Die Bundeszentralkartei (BZK) ist das zentrale Register des Bundes und der Länder zu den durchgeführten Entschädigungsverfahren. Bei der Aufnahme eines Verfahrens in die BZK wurde zur eindeutigen Identifizierung eine Nummer vergeben. Diese BZK-Nummer bezieht sich nicht auf eine Person, sondern auf ein Entschädigungsverfahren: Hat eine Person mehrere Ansprüche geltend gemacht (z.B. für sich selbst und für Angehörige), liegt im Normalfall für jedes Verfahren eine eigene BZK-Nummer vor.

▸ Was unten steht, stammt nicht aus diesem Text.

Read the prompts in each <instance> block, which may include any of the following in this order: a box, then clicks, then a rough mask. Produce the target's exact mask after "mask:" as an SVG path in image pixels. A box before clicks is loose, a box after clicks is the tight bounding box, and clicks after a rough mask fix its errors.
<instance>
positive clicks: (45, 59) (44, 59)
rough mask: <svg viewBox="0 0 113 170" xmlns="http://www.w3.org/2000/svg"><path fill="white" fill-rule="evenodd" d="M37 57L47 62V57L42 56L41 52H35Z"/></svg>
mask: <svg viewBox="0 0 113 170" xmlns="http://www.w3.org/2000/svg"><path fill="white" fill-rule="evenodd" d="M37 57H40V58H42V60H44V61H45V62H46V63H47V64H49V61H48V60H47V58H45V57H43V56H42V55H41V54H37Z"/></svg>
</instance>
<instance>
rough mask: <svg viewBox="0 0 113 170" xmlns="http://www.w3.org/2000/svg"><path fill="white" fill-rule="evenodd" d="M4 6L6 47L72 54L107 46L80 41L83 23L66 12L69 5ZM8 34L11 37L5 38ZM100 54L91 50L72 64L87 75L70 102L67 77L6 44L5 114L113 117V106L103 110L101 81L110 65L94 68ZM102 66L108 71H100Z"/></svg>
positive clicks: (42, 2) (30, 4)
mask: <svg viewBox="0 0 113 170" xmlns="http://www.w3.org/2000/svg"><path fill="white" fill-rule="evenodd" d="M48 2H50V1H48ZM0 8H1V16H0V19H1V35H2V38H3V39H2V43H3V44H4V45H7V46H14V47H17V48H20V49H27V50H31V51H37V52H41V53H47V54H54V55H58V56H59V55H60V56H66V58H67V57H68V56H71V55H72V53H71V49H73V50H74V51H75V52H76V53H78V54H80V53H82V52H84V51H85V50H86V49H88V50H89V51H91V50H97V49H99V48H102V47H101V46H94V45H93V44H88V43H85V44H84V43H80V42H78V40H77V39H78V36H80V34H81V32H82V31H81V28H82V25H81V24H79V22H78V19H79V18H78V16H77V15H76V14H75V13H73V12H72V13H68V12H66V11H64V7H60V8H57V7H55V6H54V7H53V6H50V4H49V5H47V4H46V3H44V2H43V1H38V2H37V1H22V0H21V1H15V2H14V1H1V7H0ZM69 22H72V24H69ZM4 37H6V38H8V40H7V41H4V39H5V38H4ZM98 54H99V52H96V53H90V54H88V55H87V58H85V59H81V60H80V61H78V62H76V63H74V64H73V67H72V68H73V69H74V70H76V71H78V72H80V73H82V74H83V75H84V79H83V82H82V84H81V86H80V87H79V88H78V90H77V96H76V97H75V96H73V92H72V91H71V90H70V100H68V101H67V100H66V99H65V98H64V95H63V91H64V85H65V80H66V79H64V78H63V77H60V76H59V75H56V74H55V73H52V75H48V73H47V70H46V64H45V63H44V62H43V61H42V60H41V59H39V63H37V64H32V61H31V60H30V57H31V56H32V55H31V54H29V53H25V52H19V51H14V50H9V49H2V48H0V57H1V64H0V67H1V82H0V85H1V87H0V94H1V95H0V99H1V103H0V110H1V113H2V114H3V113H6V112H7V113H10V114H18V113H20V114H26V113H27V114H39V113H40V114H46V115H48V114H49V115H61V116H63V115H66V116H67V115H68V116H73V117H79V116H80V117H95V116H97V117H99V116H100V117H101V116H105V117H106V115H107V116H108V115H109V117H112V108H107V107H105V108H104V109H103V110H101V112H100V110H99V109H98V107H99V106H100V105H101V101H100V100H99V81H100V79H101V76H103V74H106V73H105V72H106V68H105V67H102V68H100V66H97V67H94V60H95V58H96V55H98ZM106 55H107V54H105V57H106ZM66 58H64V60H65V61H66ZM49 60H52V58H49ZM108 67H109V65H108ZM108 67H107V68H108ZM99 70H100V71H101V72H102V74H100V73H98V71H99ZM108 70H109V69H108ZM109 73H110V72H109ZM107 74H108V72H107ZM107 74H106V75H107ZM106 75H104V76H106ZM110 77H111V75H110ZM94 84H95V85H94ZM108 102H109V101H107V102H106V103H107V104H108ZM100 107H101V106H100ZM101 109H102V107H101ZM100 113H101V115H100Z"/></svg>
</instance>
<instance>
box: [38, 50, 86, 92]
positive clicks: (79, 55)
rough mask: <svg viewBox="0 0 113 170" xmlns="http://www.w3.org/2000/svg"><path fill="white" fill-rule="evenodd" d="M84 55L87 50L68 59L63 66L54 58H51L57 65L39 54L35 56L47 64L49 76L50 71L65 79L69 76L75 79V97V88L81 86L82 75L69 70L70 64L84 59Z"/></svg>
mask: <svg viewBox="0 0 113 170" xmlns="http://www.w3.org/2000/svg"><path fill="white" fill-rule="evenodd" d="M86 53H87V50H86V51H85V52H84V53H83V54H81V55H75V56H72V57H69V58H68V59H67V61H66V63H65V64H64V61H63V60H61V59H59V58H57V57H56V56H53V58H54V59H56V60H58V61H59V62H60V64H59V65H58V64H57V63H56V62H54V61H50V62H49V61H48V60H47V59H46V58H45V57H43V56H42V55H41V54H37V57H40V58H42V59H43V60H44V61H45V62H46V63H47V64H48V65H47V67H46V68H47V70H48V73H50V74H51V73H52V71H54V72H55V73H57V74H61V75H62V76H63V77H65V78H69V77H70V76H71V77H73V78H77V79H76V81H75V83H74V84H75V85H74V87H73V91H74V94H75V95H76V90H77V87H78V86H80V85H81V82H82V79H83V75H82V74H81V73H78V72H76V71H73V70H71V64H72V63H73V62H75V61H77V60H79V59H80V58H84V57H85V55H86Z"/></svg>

Häufig wurde als BZK-Nr. schlicht das Aktenzeichen der jeweiligen Entschädigungsbehörde übernommen.
Diese Nummer ist für eine Anfrage im entsprechenden Archiv wichtig.
Delikt nach NS-Justiz
Handlungen, die im Nationalsozialismus überhaupt erst kriminalisiert wurden (z.B. Heimtückegesetz, "Judenbegünstigung") oder die die NS-Justiz in verschärftem Maß verfolgte (z.B. Hochverrat).
Verfolgungsgrund
Die hier angegebenen Gründe orientieren sich am Wortlaut der in den Quellen genannten Verfolgungsgründe.
Rolle im Verfahren
„Verfolgte Person“ meint eine Person, die einen Entschädigungsanspruch für einen Schaden durch NS-Verfolgung geltend machte. Wenn der Antrag nicht von der verfolgten Person selbst, sondern von einer anderen Person gestellt wurde, so wird diese als „antragstellend“ angegeben und ihre Beziehung zur verfolgten Person, soweit vorhanden, vermerkt. In den Quellen wird die verfolgte Person mitunter als „Geschädigter“, die antragstellende Person als „Anspruchsberechtigter“ bezeichnet.
Suche im Archivportal-D
Weitere Archivalien zu dieser Person über die Wiedergutmachung hinaus können Sie eventuell im Archivportal-D finden.
Nähere Angaben zum Verfolgungsgrund
Ergänzende oder spezifischere Angaben zu Mitgliedschaft, Gruppenzugehörigkeit bzw. Gruppenzuschreibung, die Anlass für die Verfolgung war.